Indian School of Business
Forecasting Sales for Dairy Products
Contents EXECUTIVE SUMMARY .............................................................................................................................. 3
Data Analysis ............................................................................................................................................. 3
Forecast Horizon: ...................................................................................................................................... 4
Forecasting Models: .................................................................................................................................. 4
Fresh milk - AmulTaaza (500 ml) ........................................................................................................... 4
Dahi/ Yogurt - Saras (200 gm) ............................................................................................................... 4
Dahi/Yogurt - Yakult Probiotic (350 ml) : .............................................................................................. 4
Assumptions .............................................................................................................................................. 5
Conclusions and Recommendations ......................................................................................................... 5
TECHNICAL ANALYSIS ................................................................................................................................ 6
Data Preparation: .................................................................................................................................. 6
Class: Fresh Milk; Item Description: AmulTaaza 500 ml ..................................................................... 6
Class: Dahi and Yoghurt; Item Description: SarasDahi 200gm ............................................................. 6
Class: Dahi& Yogurt; Item Description: Yakult Probiotic Drink ............................................................. 7
Appendix 1: Technical Details - Class: Fresh Milk; Item Description: AmulTaaza 500 ml ........................ 8
Appendix 2: Technical Details - Class: Dahi and Yoghurt; Item Description: SarasDahi 200gm ............. 11
Appendix 3: Technical Details - Class: Dahi& Yogurt; Item Description: Yakult Probiotic Drink ............ 15
EXECUTIVE SUMMARY
Retailers face a formidable challenge of ensuring that they have optimum levels of inventory for goods
that are perishable. This is because these goods have short shelf life without any salvage value and can
hurt the profitability of the retailers significantly. It therefore becomes critical for the retailers to know
accurate forecasts for perishable items such as fresh milk and yoghurt. These subclasses also drive
footfall into the retail stores and hence it is important to maintain high levels of service for these
products.
We have chosen to forecast unit sales for two product classes - Fresh Milk and Dahi-Yoghurt. The
rationale behind choosing these 2 product classes is that typically sales of these product classes would
have correlation and henceforth provide additional insights.
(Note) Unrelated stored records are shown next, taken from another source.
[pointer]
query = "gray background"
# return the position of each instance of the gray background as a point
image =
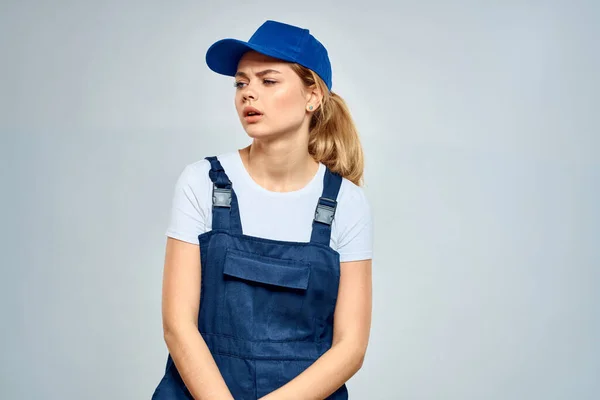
(480, 125)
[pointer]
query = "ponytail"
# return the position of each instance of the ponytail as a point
(333, 138)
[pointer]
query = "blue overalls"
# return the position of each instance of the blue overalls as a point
(266, 306)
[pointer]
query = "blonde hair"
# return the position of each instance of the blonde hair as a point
(333, 138)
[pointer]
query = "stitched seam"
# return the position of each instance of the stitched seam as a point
(259, 341)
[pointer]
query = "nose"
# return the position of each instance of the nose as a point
(249, 93)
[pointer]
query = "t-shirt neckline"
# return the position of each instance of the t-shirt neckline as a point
(252, 183)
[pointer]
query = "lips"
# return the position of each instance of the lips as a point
(250, 111)
(251, 114)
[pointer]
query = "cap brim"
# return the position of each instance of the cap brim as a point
(224, 55)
The sales data available from retail store for “Yakult Probiotic drink 325 ml” and “SarasDahi 200gm”
from class “Dahi and Yoghurt” and “AmulTaaza 500 ml” from class “Fresh Milk” is aggregated at a daily,
weekly and monthly level, to visualize any trends or recognizable patterns.
Data Analysis
Daily sales for AmulTaaza go up to 100 units, for SarasDahi up to 80 units and for Yakult Probiotic drink
up to 120 units. There is no consistent increase/decrease in sales figures or seasonal effects observable
during the 13 months of data. Very sharp increase in sales observed on a few days, without any
explainable reason.
The trend of weekly sales shows that sales rise over the weekends and come down during the
weekdays, most probably because more people come to the store on weekends. Sales also rise on
Wednesdays within weekdays.
Monthly sales for AmulTaaza show a decrease in variability as we move from Aug 2011 to Aug 2012. For
Yakult and SarasDahi, monthly sales show jumps up and down without any regular pattern.
Forecast Horizon:
In light of our business proposition for perishable goods, forecasting sales on a daily basis would be most
useful
Forecasting Models:
Fresh milk - AmulTaaza (500 ml)
We have chosen Moving Average (7) as our final forecasting model. After evaluating various methods
such as moving averages for other periods, naive forecastsetc, we decided to go for the MA (7) method
with a MSE of 351.25 on training and MSE of 304.24 on validation.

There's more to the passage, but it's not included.